Global Security Initiative (2022 Global Initiative)
Xi Jinping’s Global Security Initiative (GSI) offered a new vision for global security. It opposed alliances and sanctions and argued for respect for sovereignty and non-interference. Its appeal, particularly to the developing countries of the Global South, lay in its focus on regime stability, non-traditional threats and development-linked security, even as there is a significant gap between China’s rhetoric and its actions.
The GSI effectively rebranded China’s existing overseas defence and security activities. It provided a unified narrative for military diplomacy, policing cooperation, cybersecurity, counterterrorism and law-enforcement engagement. At the same time, it expanded the definition of security to reflect Beijing's priorities at home, encompassing economics, technology, data and overseas interests.
While presented as inclusive and cooperative, the GSI was a power play that implicitly privileged China’s interpretation of 'legitimate security interests', positioning Beijing as both a security provider and a normative competitor to US-led frameworks.
China’s National Security in the New Era (2025 National Security White Paper)

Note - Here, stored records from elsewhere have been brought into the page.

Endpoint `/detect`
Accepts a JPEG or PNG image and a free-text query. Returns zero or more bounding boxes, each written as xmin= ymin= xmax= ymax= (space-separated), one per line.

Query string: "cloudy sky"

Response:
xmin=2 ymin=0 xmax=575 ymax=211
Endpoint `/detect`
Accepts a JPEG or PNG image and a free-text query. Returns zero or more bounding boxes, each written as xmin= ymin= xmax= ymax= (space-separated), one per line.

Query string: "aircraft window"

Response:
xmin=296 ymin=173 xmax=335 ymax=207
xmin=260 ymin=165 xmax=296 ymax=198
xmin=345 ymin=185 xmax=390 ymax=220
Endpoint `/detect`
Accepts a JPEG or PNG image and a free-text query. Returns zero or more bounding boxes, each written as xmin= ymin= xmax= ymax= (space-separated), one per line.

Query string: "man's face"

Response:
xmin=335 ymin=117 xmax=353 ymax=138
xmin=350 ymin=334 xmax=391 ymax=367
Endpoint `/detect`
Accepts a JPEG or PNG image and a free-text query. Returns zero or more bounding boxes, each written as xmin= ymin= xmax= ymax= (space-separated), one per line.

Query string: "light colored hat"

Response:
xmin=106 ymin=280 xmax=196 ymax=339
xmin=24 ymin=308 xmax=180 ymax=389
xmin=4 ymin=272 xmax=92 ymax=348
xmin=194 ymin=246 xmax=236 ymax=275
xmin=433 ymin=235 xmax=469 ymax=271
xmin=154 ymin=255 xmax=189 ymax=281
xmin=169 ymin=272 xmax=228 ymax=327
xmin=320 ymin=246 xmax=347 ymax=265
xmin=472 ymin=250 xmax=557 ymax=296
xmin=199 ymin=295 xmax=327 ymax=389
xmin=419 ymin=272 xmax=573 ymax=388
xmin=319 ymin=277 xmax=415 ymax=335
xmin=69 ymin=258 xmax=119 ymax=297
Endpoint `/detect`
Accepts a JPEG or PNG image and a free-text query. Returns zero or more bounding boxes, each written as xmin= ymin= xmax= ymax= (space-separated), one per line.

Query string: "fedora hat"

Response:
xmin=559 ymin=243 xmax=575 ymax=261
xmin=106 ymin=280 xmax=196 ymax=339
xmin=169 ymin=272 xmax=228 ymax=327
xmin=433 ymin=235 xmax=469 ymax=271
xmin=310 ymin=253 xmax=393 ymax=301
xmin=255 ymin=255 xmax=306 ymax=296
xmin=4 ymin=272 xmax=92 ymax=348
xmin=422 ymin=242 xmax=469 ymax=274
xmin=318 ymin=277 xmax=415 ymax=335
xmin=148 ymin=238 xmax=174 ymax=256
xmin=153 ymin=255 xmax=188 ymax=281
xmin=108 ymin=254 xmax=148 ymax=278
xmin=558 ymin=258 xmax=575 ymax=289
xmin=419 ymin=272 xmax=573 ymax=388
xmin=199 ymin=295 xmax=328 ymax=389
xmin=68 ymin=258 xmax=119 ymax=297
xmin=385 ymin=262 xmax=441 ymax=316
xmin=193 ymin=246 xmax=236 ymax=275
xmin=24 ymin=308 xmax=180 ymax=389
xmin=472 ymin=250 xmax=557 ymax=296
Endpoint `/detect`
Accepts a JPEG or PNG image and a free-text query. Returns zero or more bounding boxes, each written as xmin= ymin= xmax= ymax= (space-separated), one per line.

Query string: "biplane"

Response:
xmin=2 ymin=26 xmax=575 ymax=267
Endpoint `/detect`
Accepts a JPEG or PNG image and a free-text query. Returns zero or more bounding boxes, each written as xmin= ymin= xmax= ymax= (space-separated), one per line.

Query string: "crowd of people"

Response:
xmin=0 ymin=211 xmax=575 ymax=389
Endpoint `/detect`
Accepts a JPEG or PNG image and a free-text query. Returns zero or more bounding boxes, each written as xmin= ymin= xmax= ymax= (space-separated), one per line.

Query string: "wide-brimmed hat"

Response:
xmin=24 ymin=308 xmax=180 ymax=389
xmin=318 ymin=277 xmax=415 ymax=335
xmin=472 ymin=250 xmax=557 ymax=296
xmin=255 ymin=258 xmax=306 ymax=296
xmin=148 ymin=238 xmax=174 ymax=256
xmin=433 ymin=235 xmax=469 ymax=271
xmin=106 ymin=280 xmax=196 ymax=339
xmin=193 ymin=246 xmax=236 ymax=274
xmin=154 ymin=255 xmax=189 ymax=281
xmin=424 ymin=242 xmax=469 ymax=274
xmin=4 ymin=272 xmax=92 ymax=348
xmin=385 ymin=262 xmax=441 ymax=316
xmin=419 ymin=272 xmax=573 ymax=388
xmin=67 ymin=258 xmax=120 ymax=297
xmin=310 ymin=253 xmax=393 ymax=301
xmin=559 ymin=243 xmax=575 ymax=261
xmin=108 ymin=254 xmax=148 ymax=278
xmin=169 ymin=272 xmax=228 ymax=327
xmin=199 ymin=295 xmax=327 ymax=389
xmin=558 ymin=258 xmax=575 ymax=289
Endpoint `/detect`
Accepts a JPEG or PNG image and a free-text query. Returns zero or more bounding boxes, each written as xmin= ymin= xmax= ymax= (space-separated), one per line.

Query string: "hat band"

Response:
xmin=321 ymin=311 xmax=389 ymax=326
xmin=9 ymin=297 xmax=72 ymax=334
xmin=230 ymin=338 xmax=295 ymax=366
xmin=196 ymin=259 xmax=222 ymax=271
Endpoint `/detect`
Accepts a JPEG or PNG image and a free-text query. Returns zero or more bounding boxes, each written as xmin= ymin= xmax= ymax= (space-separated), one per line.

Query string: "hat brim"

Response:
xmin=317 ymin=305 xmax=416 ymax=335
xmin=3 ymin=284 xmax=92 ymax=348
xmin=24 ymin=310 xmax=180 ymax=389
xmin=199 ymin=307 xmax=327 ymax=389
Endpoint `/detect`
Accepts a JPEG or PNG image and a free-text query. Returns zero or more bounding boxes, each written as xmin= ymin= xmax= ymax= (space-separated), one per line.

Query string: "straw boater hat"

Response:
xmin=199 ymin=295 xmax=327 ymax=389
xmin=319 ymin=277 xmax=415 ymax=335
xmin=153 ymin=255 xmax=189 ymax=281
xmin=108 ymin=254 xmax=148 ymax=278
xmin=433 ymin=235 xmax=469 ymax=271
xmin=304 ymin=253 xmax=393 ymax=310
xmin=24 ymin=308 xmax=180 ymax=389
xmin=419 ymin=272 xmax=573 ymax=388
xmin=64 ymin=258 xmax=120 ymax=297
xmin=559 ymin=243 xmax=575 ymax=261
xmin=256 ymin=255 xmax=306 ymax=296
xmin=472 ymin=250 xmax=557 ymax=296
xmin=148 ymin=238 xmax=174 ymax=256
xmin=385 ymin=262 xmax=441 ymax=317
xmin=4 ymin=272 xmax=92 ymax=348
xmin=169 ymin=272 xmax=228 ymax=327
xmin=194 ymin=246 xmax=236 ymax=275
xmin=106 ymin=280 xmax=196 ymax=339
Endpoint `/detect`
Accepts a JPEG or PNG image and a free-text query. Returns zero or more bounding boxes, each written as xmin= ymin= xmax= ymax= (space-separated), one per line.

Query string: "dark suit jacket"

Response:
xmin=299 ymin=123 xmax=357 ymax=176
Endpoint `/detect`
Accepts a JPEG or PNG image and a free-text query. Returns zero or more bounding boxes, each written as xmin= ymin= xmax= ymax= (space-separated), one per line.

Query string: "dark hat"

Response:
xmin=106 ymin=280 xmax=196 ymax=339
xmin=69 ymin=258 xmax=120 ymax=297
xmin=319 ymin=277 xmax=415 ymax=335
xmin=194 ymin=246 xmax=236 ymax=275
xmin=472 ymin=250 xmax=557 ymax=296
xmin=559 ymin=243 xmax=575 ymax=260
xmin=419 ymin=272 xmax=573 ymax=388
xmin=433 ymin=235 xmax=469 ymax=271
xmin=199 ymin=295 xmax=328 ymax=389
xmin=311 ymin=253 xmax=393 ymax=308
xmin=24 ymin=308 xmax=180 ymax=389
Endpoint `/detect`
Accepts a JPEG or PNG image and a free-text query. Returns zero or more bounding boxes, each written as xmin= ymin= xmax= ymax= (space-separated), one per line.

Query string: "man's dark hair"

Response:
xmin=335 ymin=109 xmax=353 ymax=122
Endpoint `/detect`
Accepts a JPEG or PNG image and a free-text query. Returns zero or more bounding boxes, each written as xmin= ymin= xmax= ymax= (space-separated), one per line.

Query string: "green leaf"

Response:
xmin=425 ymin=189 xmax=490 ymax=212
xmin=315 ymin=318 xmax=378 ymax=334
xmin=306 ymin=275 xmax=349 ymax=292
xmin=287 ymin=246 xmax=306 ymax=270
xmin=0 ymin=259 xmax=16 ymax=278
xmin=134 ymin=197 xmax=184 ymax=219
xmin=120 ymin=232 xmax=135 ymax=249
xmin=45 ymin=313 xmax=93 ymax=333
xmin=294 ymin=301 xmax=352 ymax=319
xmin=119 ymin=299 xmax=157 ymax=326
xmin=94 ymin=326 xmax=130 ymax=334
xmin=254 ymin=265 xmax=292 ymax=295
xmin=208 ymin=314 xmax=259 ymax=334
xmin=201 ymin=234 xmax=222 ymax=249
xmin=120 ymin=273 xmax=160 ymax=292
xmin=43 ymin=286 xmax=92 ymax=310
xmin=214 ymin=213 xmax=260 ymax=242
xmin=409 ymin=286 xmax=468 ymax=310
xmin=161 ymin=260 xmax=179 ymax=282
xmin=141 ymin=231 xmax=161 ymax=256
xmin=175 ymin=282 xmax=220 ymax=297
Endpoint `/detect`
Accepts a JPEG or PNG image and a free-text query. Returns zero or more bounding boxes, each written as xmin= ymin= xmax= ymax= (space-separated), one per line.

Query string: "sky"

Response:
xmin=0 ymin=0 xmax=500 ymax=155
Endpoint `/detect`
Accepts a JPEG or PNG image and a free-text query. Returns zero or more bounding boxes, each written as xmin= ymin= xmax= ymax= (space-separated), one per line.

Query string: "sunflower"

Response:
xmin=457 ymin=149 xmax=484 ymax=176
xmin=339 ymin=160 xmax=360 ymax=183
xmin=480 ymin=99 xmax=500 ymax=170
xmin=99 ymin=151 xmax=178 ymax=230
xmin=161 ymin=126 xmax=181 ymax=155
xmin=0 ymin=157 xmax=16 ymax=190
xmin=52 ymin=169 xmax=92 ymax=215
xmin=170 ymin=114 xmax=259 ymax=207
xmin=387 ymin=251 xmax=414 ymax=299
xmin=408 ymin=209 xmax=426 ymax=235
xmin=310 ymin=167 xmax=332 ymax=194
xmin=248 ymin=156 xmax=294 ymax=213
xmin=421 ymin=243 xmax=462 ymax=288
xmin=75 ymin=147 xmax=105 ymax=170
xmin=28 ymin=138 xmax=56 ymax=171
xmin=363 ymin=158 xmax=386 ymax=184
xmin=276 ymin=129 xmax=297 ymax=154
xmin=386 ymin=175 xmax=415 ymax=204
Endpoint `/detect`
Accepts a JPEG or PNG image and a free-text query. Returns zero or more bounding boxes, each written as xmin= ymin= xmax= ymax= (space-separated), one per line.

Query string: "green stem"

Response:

The 2025 white paper represents the most comprehensive articulation of China’s security vision to date. Unlike the military-focused 2019 document, it adopts a whole-of-society approach, integrating political control, economic resilience, technology, culture and overseas interests into a single, party-led security system. The PLA is no longer treated as a stand-alone institution but as one component of a broader national-security architecture.
It frames global instability, ‘hegemonism’, and ‘Cold War mentality’ as systemic threats while positioning China’s rise as historically inevitable and stabilising. It extends security concerns into new domains, including outer space, polar regions, the deep sea and emerging technologies. Targeted at both domestic and international audiences, the document calls on other states to align with China’s vision of order, reinforcing Beijing’s intent to lead, shape norms, and place its interests at the centre of international security arrangements.
These four documents demonstrate how China’s defence and security engagement has evolved under Xi Jinping, from enabling overseas operations to proposing an alternative global security order. However, it must be noted that, while China has released a few documents over the years that signal its strategic intent, much of its posturing is informed by non-transparent internal decision-making processes, which are highly centralised in Xi. For instance, the PLA’s behaviour in risky and dangerous encounters at sea and in the air against legal transits aren’t codified in any public-facing document. The PLA is through-and-through the CCP’s army. The PLA’s expanding power projection, deeper security partnerships and efforts to play a growing role in norm-setting (with mixed success) reflect a deliberate strategy to reshape international security practices in ways that prioritise the CCP’s interests while challenging Western-led systems.